Il ne s’ensuit pas, maintenant, que l’on n’écrive que ce que l’on a ressenti soi-même, ou que, si l’on décrit bien telle ou telle sensation c’est pour l’avoir éprouvée.

Sans doute, on peut, avant d’écrire, interroger son cœur, sa pensée, se demander comment on aurait pu agir en telle circonstance, afin de donner à son récit, la vraisemblance que le lecteur aime à retrouver partout. Mais de là à avoir nécessairement subi ces manifestations multiples de la douleur, de l’amour ou de la haine, que l’on raconte, il y a loin.

Quelques lecteurs ont déjà dit :

— L’on est toujours enclin à décrire ses propres sentiments.

Je ne le crois pas. Il est impossible, à mon avis, de livrer ainsi à un public indifférent les chers secrets de son âme, que, de crainte de les profaner, on ira pas même confiés à une oreille amie.
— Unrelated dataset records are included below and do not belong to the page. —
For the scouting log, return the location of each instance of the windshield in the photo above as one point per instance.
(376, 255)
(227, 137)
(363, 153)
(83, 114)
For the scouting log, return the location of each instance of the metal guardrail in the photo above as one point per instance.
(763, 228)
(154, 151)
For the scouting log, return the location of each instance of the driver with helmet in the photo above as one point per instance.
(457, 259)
Il est des trésors qu’on conserve avec un soin jaloux, et dont on ne voudrait pas confier la garde à personne et surtout à des inconnus.

Faut-il, parce qu’un auteur dépeint, retrace, avec une fidélité saisissante, la peur, les remords, les hallucinations, qui hantent le cerveau du criminel, croire qu’il a lui-même éprouvé toutes ces tortures ?

En étant doué d’un esprit observateur, on n’a qu’à regarder autour de soi pour trouver les matériaux nécessaires à l’édification de n’importe quelle œuvre. Il suffit d’étendre la main pour retenir et faire poser le personnage dont on a besoin.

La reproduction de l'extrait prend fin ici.